El Faro, the investigative news site that first exposed the gang negotiations, pulled its reporters out of the country after government sources warned that they were about to be arrested.
“We know what’s coming: exile or prison,” editor-in-chief Oscar Martínez said in an interview published by the Committee to Protect Journalists earlier this year. “As long as we have time, we’ll keep reporting.”
Under President Biden, the U.S. frequently criticized the Bukele government for violating rights or democratic norms. That has not happened under Trump, who has repeatedly praised Bukele, and who this year sent hundreds of U.S. deportees to El Salvador’s jails.
During an April meeting with Bukele in the Oval Office, Trump said his administration hoped to also send U.S. citizens to Salvadoran prisons.

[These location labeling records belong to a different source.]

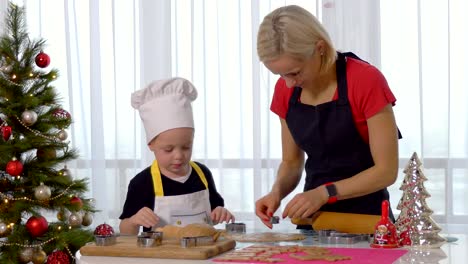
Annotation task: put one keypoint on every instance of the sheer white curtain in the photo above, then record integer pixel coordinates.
(107, 49)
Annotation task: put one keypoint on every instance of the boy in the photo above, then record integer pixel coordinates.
(173, 190)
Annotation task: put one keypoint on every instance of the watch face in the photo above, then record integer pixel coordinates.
(332, 193)
(331, 188)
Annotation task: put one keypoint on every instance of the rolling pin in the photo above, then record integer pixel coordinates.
(341, 222)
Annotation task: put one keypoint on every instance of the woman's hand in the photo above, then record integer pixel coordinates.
(304, 204)
(144, 217)
(221, 214)
(266, 206)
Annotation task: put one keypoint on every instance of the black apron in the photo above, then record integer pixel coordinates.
(335, 149)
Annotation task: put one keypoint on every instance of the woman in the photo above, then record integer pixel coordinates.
(336, 109)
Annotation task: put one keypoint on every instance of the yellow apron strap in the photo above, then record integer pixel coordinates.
(157, 181)
(200, 173)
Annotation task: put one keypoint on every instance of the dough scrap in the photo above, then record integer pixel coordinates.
(265, 237)
(191, 230)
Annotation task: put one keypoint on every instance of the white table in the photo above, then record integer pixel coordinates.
(454, 252)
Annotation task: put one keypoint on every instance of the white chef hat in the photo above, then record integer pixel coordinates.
(165, 104)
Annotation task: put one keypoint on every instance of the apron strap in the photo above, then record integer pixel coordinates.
(157, 181)
(200, 173)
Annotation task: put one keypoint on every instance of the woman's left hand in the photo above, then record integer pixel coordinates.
(304, 204)
(221, 214)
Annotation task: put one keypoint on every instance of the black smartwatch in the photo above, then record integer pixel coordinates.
(332, 193)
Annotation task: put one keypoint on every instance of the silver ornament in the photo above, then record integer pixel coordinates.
(25, 255)
(29, 117)
(6, 68)
(87, 219)
(42, 192)
(3, 229)
(65, 173)
(63, 215)
(62, 135)
(75, 220)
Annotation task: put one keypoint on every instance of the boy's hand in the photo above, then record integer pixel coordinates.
(221, 214)
(145, 217)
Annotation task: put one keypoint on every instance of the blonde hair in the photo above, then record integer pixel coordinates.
(293, 31)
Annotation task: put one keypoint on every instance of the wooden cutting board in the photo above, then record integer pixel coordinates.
(126, 246)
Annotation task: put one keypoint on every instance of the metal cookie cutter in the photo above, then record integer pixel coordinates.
(105, 240)
(274, 220)
(186, 242)
(147, 241)
(235, 228)
(154, 234)
(334, 237)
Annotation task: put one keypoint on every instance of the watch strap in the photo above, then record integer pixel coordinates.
(332, 193)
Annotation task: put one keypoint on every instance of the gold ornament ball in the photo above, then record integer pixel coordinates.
(42, 192)
(63, 215)
(65, 172)
(87, 219)
(26, 255)
(75, 220)
(29, 117)
(39, 256)
(62, 135)
(3, 229)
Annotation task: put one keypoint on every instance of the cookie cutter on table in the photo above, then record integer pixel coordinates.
(105, 240)
(186, 242)
(330, 236)
(149, 240)
(235, 228)
(274, 220)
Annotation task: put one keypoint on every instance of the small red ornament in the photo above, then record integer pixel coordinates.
(37, 225)
(76, 202)
(58, 257)
(104, 230)
(14, 167)
(385, 235)
(6, 132)
(42, 60)
(61, 114)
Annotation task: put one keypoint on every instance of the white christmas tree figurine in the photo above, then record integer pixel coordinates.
(415, 226)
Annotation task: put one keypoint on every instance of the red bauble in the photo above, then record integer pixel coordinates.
(76, 202)
(37, 225)
(104, 230)
(42, 60)
(58, 257)
(61, 114)
(6, 132)
(14, 167)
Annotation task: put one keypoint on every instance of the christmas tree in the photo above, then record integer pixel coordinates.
(415, 226)
(34, 180)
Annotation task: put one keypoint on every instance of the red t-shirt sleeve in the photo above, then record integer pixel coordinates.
(368, 90)
(280, 102)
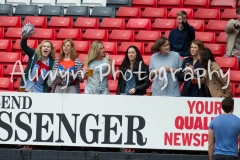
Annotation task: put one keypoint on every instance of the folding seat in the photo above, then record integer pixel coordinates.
(119, 3)
(5, 84)
(216, 25)
(110, 47)
(37, 21)
(102, 12)
(85, 23)
(32, 43)
(196, 3)
(154, 13)
(164, 24)
(170, 3)
(71, 33)
(223, 4)
(5, 45)
(10, 69)
(68, 3)
(42, 3)
(9, 57)
(82, 47)
(13, 33)
(60, 22)
(94, 3)
(10, 21)
(228, 14)
(44, 33)
(147, 36)
(128, 12)
(122, 35)
(207, 14)
(139, 24)
(173, 12)
(50, 11)
(227, 62)
(112, 23)
(95, 34)
(144, 3)
(222, 38)
(217, 49)
(26, 10)
(16, 2)
(6, 9)
(206, 37)
(124, 46)
(77, 11)
(198, 25)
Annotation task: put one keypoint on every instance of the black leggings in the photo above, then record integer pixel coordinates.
(224, 157)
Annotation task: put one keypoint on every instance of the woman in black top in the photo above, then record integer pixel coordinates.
(130, 82)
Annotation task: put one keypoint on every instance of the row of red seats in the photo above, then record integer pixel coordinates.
(185, 3)
(82, 47)
(106, 35)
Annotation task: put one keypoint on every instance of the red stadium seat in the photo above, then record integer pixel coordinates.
(223, 4)
(128, 12)
(196, 3)
(207, 37)
(85, 23)
(82, 47)
(30, 42)
(144, 3)
(9, 57)
(60, 22)
(122, 35)
(6, 84)
(124, 46)
(154, 13)
(110, 47)
(174, 11)
(37, 21)
(9, 69)
(72, 33)
(112, 23)
(96, 34)
(44, 33)
(164, 24)
(216, 25)
(170, 3)
(217, 49)
(147, 36)
(227, 62)
(5, 45)
(197, 24)
(10, 21)
(13, 33)
(207, 14)
(139, 24)
(228, 14)
(222, 38)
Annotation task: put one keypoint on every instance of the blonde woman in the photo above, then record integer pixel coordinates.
(67, 70)
(40, 62)
(101, 63)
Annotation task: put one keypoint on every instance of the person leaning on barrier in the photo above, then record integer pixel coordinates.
(67, 70)
(132, 84)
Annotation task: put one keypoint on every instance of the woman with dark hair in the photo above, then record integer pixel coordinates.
(189, 64)
(162, 64)
(213, 80)
(131, 83)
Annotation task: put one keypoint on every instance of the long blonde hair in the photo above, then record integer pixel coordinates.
(39, 48)
(73, 54)
(93, 52)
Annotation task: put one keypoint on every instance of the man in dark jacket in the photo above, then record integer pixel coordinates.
(181, 36)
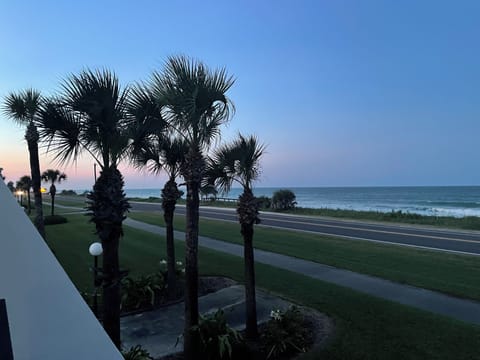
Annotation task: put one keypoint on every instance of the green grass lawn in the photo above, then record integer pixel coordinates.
(367, 327)
(449, 273)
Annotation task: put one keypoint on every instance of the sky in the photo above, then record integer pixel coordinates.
(343, 93)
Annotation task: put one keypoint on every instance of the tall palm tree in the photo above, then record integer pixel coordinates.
(23, 107)
(53, 176)
(25, 184)
(154, 148)
(90, 115)
(195, 104)
(240, 162)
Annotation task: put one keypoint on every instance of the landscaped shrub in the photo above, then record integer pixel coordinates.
(216, 337)
(283, 199)
(284, 333)
(141, 292)
(136, 353)
(54, 219)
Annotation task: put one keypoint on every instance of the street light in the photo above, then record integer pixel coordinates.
(95, 250)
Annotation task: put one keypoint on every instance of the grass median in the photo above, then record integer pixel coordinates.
(367, 327)
(449, 273)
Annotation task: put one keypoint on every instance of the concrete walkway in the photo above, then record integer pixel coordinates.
(465, 310)
(158, 330)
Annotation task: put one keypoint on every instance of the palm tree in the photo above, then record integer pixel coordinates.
(195, 104)
(240, 162)
(90, 115)
(23, 108)
(153, 148)
(53, 176)
(25, 184)
(10, 186)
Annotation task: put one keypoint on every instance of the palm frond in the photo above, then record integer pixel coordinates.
(22, 106)
(61, 129)
(238, 161)
(194, 98)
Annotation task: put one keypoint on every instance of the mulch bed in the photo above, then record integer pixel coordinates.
(320, 328)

“We’ve got space,” Bukele said.
Bukele, 43, has maintained high approval ratings in large part because his security crackdown has helped dismantle the powerful gangs that long controlled El Salvador.
Citizens were so hungry for peace that they have been willing to overlook the violation of rights of people who were falsely imprisoned, said Ingrid Escobar, a human rights lawyer. “Bukele took advantage of Salvadorans’ desire to live free of violence.”
But polls show that a growing number of Salvadorans fear speaking out against the government. That sentiment may grow as the Bukele government cracks down on critics and members of civil society flee.
Escobar, who had documented police harassment against her on social media, decided a few weeks ago that it was no longer safe to stay in El Salvador. She asked that, for her family’s safety, the nation where they now live not be named while she seeks asylum.
“I just grabbed my suitcases, my two children, and I left,” she said.
“Before, we feared gang members,” she said. “Now it’s security forces and the state.”